6L’investissement de Force ouvrière au sein des comités d’entreprise et plus encore dans le domaine de la protection sociale constitue une autre piste. Comment s’est-elle manifestée durant les deux décennies qui ont précédé 1967 et le tournant dans l’histoire de la gestion syndicale de la Sécurité sociale que constituent les ordonnances Jeannenney ?
7Quels ont été les liens de Force ouvrière avec d’autres mouvements sociaux ? Pour ne prendre qu’un exemple, nous avons signalé le rôle considérable joué par Jack Senet, le président, de 1950 à 1967, de la Fédération nationale de la mutualité française (FNMF), la première organisation mutualiste du pays qui regroupe alors plus de 15 millions d’adhérents ; Jack Senet a été adhérent de Force ouvrière ou en a été proche. Il a joué un rôle considérable, encore mal connu, dans le rapprochement engagé alors entre le mouvement mutualiste et le monde du travail ainsi que ses organisations syndicales. L’action de ce dirigeant est-elle relayée sur ce terrain ? Si tel est le cas, comment, selon quelles modalités ?
8La recherche se consacre de plus en plus à l’histoire du temps présent. C’est dire que l’approche historique de Force ouvrière ne doit pas s’arrêter aux années d’après-guerre ; elle doit être poursuivie jusqu’à la période la plus récente. C’est pourquoi trois autres questions devront être abordées : les différents secrétaires généraux ont-ils infléchi la politique de la Confédération ? Si oui comment et dans quelle mesure ? Par ailleurs, quel rôle les événements politiques et économiques majeurs des deux dernières décennies ont-ils joué dans son évolution ?
9La façon dont Force ouvrière a vécu la grande crise affrontée par le syndicalisme depuis la fin des années 1970 mérite également examen. Force ouvrière a sans doute été moins touchée que la CGT, et ce pour deux raisons. L’influence de Force ouvrière repose assez largement sur les fonctionnaires et les employés : dans ces professions, le taux de syndicalisation a mieux résisté que dans d’autres secteurs particulièrement touchés par la crise – sidérurgie, mines, construction navale – sur lesquels s’était longtemps appuyée la CGT. Par ailleurs, la CGT a également souffert de la crise vécue par le communisme international et français : cette donnée n’a évidemment pas concerné directement Force ouvrière ! Toutefois, la crise du syndicalisme a frappé l’ensemble de ses composantes même si elles l’ont vécue de façon différente. On ne sait que peu de choses sur les effets qu’elle a eus sur Force ouvrière.

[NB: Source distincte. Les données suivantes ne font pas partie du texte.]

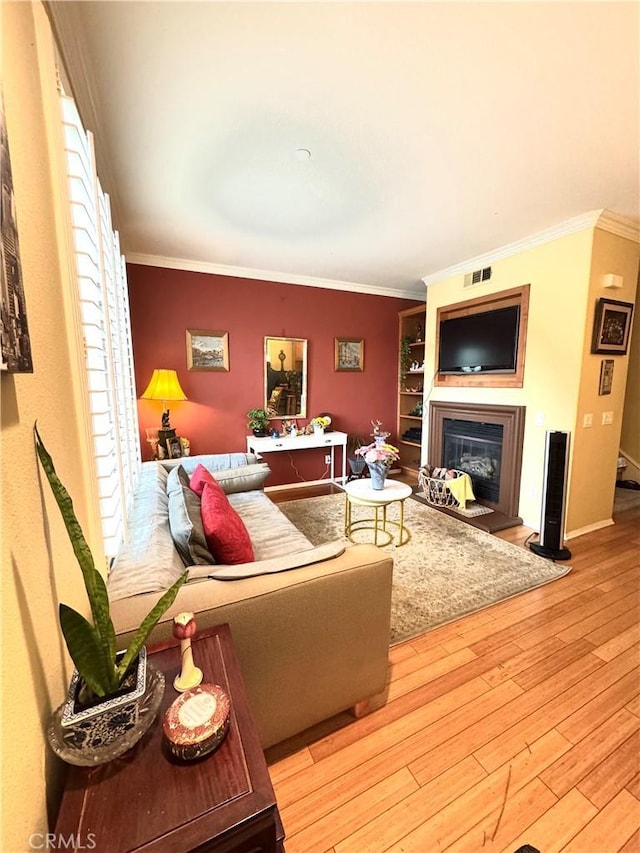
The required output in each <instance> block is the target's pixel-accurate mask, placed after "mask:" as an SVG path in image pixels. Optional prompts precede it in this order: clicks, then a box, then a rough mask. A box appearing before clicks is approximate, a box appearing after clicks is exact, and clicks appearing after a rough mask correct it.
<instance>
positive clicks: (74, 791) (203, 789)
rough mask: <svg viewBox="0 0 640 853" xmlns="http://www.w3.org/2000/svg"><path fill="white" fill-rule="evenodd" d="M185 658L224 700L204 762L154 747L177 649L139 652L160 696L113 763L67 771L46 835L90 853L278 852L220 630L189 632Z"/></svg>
mask: <svg viewBox="0 0 640 853" xmlns="http://www.w3.org/2000/svg"><path fill="white" fill-rule="evenodd" d="M192 648H193V657H194V660H195V663H196V665H197V666H199V667H200V668H201V669H202V670H203V672H204V680H205V682H207V683H214V684H219V685H220V686H221V687H223V688H224V690H226V691H227V693H228V694H229V697H230V699H231V718H230V725H229V731H228V733H227V735H226V737H225V739H224V740H223V741H222V743H221V744H220V746H219V747H218V748H217V750H216V751H215V752H214V753H212V754H211V755H208V756H206V757H205V758H202V759H200V760H198V761H193V762H190V763H183V762H179V761H177V760H175V759H172V758H171V756H170V755H169V754H168V751H167V750H166V749H165V748H164V747H163V738H162V715H163V714H164V712H165V710H166V709H167V708H168V707H169V705H170V704H171V703H172V702H173V701H174V699H176V698H177V697H178V695H179V694H178V693H177V692H176V691H175V690H174V689H173V687H172V684H173V679H174V677H175V676H176V675H177V674H178V672H179V670H180V642H179V640H171V641H169V642H167V643H165V644H162V645H159V646H156V647H152V648H150V649H149V661H150V662H151V663H152V664H153V665H154V666H155V667H157V668H158V669H160V670H162V672H164V674H165V679H166V682H165V696H164V700H163V702H162V705H161V707H160V712H159V715H158V719H156V720H155V722H154V723H153V725H152V726H151V728H150V729H149V731H148V732H147V733H146V734H145V735H144V737H143V738H142V739H141V740H140V741H139V742H138V743H137V744H136V745H135V746H134V747H133V748H132V749H130V750H129V751H128V752H126V753H125V754H124V755H122V756H121V757H120V758H116V759H114V760H113V761H110V762H108V763H107V764H101V765H99V766H97V767H70V768H69V771H68V773H67V779H66V784H65V788H64V793H63V797H62V804H61V806H60V813H59V815H58V821H57V823H56V827H55V835H56V838H61V839H67V840H69V839H71V838H72V837H73V839H74V840H75V843H74V846H73V848H71V847H68V848H67V849H73V850H74V851H76V850H78V851H79V850H88V849H95V850H96V851H99V853H133V851H142V850H144V851H145V853H151V851H153V853H175V851H177V850H180V851H194V850H197V851H198V853H203V852H204V851H209V850H211V851H214V850H215V851H217V853H232V851H233V853H245V851H248V850H252V851H253V850H261V851H265V853H266V851H270V853H277V851H283V850H284V848H283V840H284V833H283V831H282V824H281V822H280V816H279V814H278V808H277V805H276V800H275V795H274V793H273V787H272V785H271V780H270V778H269V771H268V769H267V765H266V762H265V759H264V754H263V752H262V749H261V747H260V741H259V738H258V734H257V732H256V729H255V726H254V723H253V718H252V716H251V712H250V710H249V707H248V704H247V698H246V694H245V689H244V681H243V679H242V674H241V672H240V666H239V664H238V660H237V657H236V654H235V651H234V648H233V643H232V640H231V632H230V630H229V626H228V625H219V626H217V627H216V628H209V629H204V630H202V631H199V632H198V633H197V634H196V636H195V637H194V638H193V640H192Z"/></svg>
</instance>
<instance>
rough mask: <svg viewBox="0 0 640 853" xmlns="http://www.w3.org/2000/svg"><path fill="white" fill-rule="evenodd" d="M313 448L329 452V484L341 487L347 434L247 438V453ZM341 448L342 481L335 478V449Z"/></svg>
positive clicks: (336, 431) (332, 431)
mask: <svg viewBox="0 0 640 853" xmlns="http://www.w3.org/2000/svg"><path fill="white" fill-rule="evenodd" d="M314 447H323V448H325V449H326V450H330V451H331V482H332V483H334V484H335V485H341V484H342V483H346V481H347V433H346V432H338V431H337V430H331V432H325V433H323V434H322V435H316V434H315V433H314V434H313V435H285V436H280V438H270V437H269V436H266V437H264V438H256V436H255V435H248V436H247V453H257V454H258V455H259V456H262V454H263V453H278V452H281V451H283V450H289V451H290V450H309V449H310V448H314ZM336 447H342V479H341V480H340V481H338V480H336V478H335V458H334V454H335V449H336Z"/></svg>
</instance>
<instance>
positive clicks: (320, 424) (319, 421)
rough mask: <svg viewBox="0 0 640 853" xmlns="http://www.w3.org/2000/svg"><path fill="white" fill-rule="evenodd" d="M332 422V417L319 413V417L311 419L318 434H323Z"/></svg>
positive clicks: (312, 423) (312, 425) (311, 424)
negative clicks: (326, 428) (329, 416)
mask: <svg viewBox="0 0 640 853" xmlns="http://www.w3.org/2000/svg"><path fill="white" fill-rule="evenodd" d="M330 424H331V418H329V417H327V416H326V415H318V417H316V418H312V419H311V426H312V427H313V431H314V433H315V434H316V435H318V434H320V435H322V433H324V431H325V429H326V428H327V427H328V426H329V425H330Z"/></svg>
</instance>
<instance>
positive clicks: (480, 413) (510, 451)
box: [429, 402, 525, 518]
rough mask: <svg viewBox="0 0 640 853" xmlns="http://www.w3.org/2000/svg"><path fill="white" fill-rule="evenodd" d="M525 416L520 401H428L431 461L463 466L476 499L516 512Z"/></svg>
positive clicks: (514, 515) (517, 503)
mask: <svg viewBox="0 0 640 853" xmlns="http://www.w3.org/2000/svg"><path fill="white" fill-rule="evenodd" d="M524 416H525V408H524V406H490V405H484V404H480V403H441V402H432V403H431V406H430V420H429V463H430V464H431V465H435V466H437V467H443V466H444V467H447V468H457V469H458V470H461V471H466V472H467V473H468V474H469V476H470V477H471V481H472V483H473V491H474V494H475V496H476V498H477V500H478V502H479V503H482V504H485V505H486V506H489V507H490V508H491V509H493V510H495V511H497V512H500V513H503V514H504V515H506V516H508V517H510V518H515V517H517V515H518V505H519V497H520V472H521V467H522V444H523V439H524Z"/></svg>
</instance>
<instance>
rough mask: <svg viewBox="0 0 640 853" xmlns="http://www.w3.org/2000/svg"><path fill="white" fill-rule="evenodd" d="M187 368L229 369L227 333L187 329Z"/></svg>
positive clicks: (209, 369)
mask: <svg viewBox="0 0 640 853" xmlns="http://www.w3.org/2000/svg"><path fill="white" fill-rule="evenodd" d="M187 370H229V333H228V332H207V331H205V330H204V329H187Z"/></svg>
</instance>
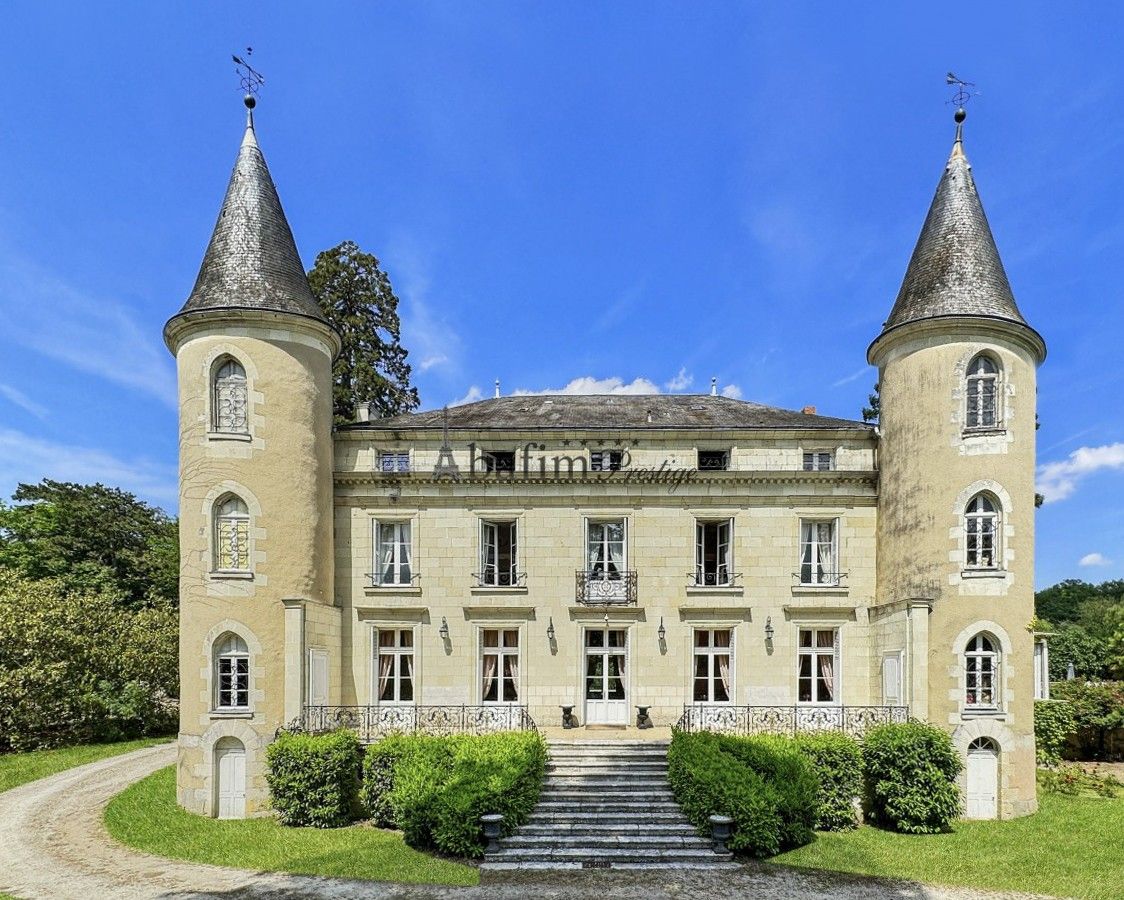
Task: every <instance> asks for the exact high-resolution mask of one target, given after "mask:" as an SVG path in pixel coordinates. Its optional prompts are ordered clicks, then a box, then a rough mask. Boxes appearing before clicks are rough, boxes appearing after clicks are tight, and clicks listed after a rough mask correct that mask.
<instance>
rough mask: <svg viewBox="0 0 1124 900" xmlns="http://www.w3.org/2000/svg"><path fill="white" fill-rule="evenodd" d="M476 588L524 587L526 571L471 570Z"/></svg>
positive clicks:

10Loin d’être exclusives, ces quelques pistes entrevues, ces quelques propositions esquissées devront être complétées et approfondies. Leur simple énoncé montre l’ampleur du travail à réaliser. Les chercheurs, comme cela a été fait lors de ce Colloque, auront tout intérêt à associer pleinement Force ouvrière à cette démarche. Si les deux journées consacrées à Robert Bothereau encouragent Confédération et historiens à s’investir encore davantage dans la mise à jour d’une histoire riche et tumultueuse, elles auront pleinement atteint leur objectif.